Nineteen long months have passed since the proposal to merge the two utilities and it could be eight months more until the deal is consummated. In the meantime, information to help investors understand the merged group remains relatively scarce. Some details on operational and financial objectives, as well as corporate governance, were published on Monday. They do not go far enough.
This is due in part to political sensitivities. A target of nearly €2bn in annual cost, revenue and financial synergies by 2013 pussyfoots around the main opportunity for cost-cutting – reducing the group’s €10bn of annual staff costs. Those synergies that can be mentioned actually seem underestimated – like cutting €300m a year from the €48bn now spent on procurement.

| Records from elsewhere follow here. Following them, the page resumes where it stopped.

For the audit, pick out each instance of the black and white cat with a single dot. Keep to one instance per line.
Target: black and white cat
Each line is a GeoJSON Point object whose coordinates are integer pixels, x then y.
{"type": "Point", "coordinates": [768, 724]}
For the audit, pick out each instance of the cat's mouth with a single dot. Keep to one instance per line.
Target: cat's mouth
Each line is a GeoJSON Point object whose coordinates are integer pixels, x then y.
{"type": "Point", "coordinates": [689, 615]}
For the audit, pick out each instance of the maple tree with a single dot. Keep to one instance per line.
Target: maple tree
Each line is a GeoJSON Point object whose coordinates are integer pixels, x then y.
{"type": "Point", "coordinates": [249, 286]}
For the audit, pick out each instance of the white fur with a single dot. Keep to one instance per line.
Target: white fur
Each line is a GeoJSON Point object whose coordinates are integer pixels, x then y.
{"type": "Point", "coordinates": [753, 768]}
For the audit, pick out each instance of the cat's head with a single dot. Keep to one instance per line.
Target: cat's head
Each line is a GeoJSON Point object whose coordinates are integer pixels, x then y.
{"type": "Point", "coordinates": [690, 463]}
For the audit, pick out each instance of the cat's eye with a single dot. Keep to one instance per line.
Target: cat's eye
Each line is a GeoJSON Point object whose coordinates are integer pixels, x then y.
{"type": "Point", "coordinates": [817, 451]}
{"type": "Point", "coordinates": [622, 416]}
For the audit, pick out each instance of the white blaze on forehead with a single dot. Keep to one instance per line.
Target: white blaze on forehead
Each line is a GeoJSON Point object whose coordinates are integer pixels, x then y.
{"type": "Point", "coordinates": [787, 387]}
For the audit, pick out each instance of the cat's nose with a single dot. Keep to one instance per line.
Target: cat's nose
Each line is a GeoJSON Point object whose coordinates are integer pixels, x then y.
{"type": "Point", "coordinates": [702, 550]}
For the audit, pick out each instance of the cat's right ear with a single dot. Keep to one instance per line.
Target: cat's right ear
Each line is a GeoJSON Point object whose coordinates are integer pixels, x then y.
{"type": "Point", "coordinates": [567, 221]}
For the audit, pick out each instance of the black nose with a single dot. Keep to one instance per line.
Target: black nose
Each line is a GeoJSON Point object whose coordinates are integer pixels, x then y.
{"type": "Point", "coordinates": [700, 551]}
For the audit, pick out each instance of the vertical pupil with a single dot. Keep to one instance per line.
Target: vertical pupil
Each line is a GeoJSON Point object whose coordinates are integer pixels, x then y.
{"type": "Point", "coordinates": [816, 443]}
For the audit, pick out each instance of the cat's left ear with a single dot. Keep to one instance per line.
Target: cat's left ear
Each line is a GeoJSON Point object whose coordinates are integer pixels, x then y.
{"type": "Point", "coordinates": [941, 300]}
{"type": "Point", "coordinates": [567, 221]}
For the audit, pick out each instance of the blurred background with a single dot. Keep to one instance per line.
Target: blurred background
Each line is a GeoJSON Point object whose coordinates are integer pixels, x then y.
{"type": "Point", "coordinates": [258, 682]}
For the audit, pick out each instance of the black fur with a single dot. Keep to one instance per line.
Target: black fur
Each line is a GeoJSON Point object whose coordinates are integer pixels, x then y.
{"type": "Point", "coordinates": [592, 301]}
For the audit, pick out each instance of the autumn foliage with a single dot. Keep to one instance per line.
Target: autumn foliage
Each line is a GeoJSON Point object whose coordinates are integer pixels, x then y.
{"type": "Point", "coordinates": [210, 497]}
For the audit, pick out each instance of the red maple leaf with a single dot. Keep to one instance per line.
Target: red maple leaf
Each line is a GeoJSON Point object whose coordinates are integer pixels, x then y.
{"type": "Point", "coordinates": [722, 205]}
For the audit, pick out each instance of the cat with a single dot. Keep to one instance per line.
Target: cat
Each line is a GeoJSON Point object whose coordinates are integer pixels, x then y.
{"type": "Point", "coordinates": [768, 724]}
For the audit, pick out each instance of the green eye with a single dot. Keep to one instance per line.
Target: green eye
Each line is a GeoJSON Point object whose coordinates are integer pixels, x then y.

This is a source of potential upside for investors. Other oddities, such as a 24-person board, are clearly negative. An unwieldy governance structure also provides little reassurance about how the new group will use its huge financial firepower. In spite of a larger-than-expected capital expenditure programme, net debt is anticipated to be just 1.1 times earnings before interest, tax, depreciation and amortisation at the end of 2008. With a market capitalisation of about €90bn, GdF Suez has the capacity to be a bull in the china shop of global utilities.
The merger of two big businesses is, obviously, going to be a complex task. Politics has clouded this deal for many months and the management now has the opportunity to make its vision clearer. On Monday that opportunity was sadly missed.